To pause a bit before I begin more of a book review here, I wish to let you know that The Diary of Anne Frank was required reading when I was in the fifth grade.  I recall focusing on the budding romance between Anne and Peter, and that I simply could not understand why people would be so horrible to people. Anne was a hopeful person but there must have been some class discussion of a depressing nature. Torture and systematic murder, war and genocide, had not effected my young life and so there I was, ten years or so, and not quite understanding. I don't recall the diary so well, but I will say that The Last Secret of the Secret Annex, provided me information I had not come across before in all the years since, and I think that this is valuable information.

This book is also excellent in explaining the conditions that the people of the Netherlands experienced when the Nazi's came into power there, the deprivations, especially hunger and cold.

"Thousands of Jews were now hiding all across Holland.  The Franks knew that there were bounties on their heads - initially 2.5 guilders for every Jew found, but the Nazi's kept raising the price as their hunt intensified until it reached 40 guiders." (page 38 of the paperback.)

First, I had not known that "The Annex" was a room within a pectin and spice factory that Otto Frank owned, called Opekta, and that he actually owned the whole building, which he had purchased in 1940. The Franks were well off. I imagined it as an attic in a house somewhere and not owned by the Franks.  In fact the annex was planned, refurbished to some extent, and furnished and supplied in advance of the need to flee. Later the bookcase hiding the entrance stairway was built and installed by another employee who had to know.  And as such,  Bep, and eventually at least yet another employee there, the warehouse manager, actually knew that the Franks were there.  However, also new to me, is that the kind of silence I imagined - the family sitting still all day until nightfall and being active at night, isn't correct.  Apparently sounds they made were heard during the day.
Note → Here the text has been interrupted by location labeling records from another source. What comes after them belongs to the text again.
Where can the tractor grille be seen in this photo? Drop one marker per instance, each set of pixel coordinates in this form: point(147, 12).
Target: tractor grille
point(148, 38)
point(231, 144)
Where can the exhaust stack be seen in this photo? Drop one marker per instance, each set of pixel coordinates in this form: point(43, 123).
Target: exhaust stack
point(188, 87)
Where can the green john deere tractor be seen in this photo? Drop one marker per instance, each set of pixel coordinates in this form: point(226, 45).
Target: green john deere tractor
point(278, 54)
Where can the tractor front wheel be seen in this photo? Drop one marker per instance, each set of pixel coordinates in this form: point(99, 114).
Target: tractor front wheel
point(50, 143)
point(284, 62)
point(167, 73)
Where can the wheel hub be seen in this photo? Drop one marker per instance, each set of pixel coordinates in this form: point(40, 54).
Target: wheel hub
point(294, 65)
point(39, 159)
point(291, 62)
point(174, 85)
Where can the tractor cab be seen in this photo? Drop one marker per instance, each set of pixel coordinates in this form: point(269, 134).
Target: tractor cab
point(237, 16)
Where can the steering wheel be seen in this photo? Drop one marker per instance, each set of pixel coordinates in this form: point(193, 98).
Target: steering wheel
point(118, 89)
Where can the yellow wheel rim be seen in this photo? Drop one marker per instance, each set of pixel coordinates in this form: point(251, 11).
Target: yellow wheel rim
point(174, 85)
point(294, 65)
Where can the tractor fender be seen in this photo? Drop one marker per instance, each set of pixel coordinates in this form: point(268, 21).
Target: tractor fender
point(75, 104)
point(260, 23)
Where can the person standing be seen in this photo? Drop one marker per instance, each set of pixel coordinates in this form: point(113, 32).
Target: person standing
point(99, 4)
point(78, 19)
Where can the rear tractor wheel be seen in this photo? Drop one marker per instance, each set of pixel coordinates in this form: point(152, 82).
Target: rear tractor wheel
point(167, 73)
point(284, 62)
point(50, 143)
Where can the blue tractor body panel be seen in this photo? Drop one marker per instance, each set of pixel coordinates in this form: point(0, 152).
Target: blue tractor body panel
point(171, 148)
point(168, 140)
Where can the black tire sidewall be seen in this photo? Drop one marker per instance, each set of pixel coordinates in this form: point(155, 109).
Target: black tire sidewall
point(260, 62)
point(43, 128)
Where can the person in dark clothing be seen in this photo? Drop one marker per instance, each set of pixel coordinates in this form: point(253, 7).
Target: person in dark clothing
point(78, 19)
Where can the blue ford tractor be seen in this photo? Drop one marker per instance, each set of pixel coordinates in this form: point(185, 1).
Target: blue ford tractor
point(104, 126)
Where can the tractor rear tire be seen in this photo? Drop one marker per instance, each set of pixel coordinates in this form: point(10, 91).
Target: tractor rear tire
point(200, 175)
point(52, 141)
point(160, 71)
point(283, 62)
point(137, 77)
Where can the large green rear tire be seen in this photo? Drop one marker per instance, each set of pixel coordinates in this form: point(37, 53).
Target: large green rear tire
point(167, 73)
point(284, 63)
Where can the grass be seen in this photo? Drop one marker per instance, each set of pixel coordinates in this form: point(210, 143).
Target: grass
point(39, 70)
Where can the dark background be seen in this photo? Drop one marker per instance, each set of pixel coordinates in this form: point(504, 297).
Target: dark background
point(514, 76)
Therefor it might have been that all the employees knew or suspected. 

"From the moment the Annex was occupied, the helpers fretted over its security.  Sounds rattled through the walls and pipes of the old canal-side building.  The rule inside the Annex was that the inhabitants had to whisper during the workday, and they had to wear slippers instead of shoes to muffle the sound of their footsteps.  yet despite such measures, arguments and even loud shouting would sometimes break out and echo loudly."...  (page 53)

Their benefactors were sneaky, of course, but I was surprised to learn that Bep spent hours socializing with the Franks in the annex.  

I imagined food being scrounged up for those hiding, barely this and that, but apparently requests were made that their benefactors go shopping for things they needed or wanted.

I think of the Franks and the others as far more vulnerable to being found out than I had before.

Besides Nelly, it was suspected that a new warehouse manager named Willem van Maarent may have been there person who told the Nazi's where to find the Jews. He was known to go snooping around the office and suspected someone was coming into the warehouse after dark and even suspected the bookcase hid a door.

Perhaps more personal to Bep was that she was both in love with a much older colleague at the factory and probably had an affair with him while also seemingly destined to marry a nice younger man who wasn't as interesting to her during those years she was relied upon.  Implied is that, seeing that Bep was under severe stress, one of these men might have thought they were saving her by ending her need to hide the Jews in the annex.  Anne wrote about the young man that Bep told her about in her diary.

Last but not least, I learned that Anne was quite ambitious about being a writer, especially for a thirteen year old!  She asked Bep to help her get published, as she wrote autobiographical stories as well as fantasy fiction!

If you're interested in the Holocaust - World War II era, European history, and that of the Jewish people, you'll find this book will add to your understanding, for the focus has not so much been on the Netherlands.